A fellow developer and I considering a basic data modeling scenario and
would like additional perspective. For the sake of this question, please
consider one of the classic many-to-many relationships we find in
introductory database design articles/books: Students and Classes entities.
Of course we'd expect 3 tables to implement the many-to-many relationship
between Students and Classes (e.g., Students, StudentsXClasses, and Classes;
I hope you don't think you need DDL for this question :-)
Now we all know that the StudentsXClasses table would "tell us" which
students are enrolled in which classes. No problem there. But what about the
situation in which a student is enrolled in zero classes... or the similar
situation in which a Class has zero students. In both of those cases we
would expect the StudentsXClasses table to have zero rows in it for the
particular Student/Class combinations (where zero are enrolled).
To my thinking, that's the "end of the line" on the implementation. If we
want to find any class with zero students, then we query to find the classes
with zero rows in StudentsXClasses, for example... same with students
enrolled in zero classes.
But my fellow developer wants to have a "class" (row in the Classes table)
named "none" or something like that... and when a student is enrolled in
zero "real classes", then the StudentsXClasses table gets one row that
points to the student and to the "none class." The argument in favor of
doing this is that we have an explicit way for users to indicate - "yes,
this student is in fact enrolled in zero classes" (i.e., by creating that
entry)... as opposed to simply inferring "zero classes enrolled" from a lack
of expected row(s) in StudentsXClasses.
If we go with his desired implementation (i.e., having a pseudo class,
zero classes), then I'm thinking we'd have to create a table constraint or
trigger that prevents the "none class" from being entered into the
StudentsXClasses table for a given student along with other "real classes" -
as that would be an invalid combination of rows.

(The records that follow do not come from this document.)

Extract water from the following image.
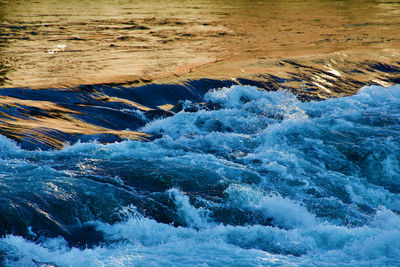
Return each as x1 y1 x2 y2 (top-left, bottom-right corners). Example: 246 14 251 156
0 0 400 266
0 85 400 266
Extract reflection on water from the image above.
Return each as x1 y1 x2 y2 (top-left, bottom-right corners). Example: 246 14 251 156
0 0 400 88
0 0 400 148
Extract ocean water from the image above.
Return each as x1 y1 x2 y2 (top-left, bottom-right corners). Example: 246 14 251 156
0 85 400 266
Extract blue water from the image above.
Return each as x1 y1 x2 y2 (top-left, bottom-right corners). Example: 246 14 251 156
0 85 400 266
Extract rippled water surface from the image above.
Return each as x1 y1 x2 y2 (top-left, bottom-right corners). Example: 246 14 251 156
0 0 400 266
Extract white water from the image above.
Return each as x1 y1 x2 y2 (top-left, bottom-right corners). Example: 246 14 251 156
0 86 400 266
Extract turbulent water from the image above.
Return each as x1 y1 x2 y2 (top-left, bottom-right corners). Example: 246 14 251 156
0 85 400 266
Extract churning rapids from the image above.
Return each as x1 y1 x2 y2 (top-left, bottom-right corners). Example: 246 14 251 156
0 85 400 266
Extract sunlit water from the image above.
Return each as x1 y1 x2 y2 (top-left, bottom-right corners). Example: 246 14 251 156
0 0 400 266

While that implementation seems unnecessarily complicated to me (having the
invalid row combinations), my fellow developer is telling me that the
business currently spends a lot of time trying to answer to the question;
some explicit "flag" that is there to answer that question would be valuable
to the business... therefore we have a "good reason" to do something we
otherwise would not want to do.
Thoughts? Perspective? Opinions?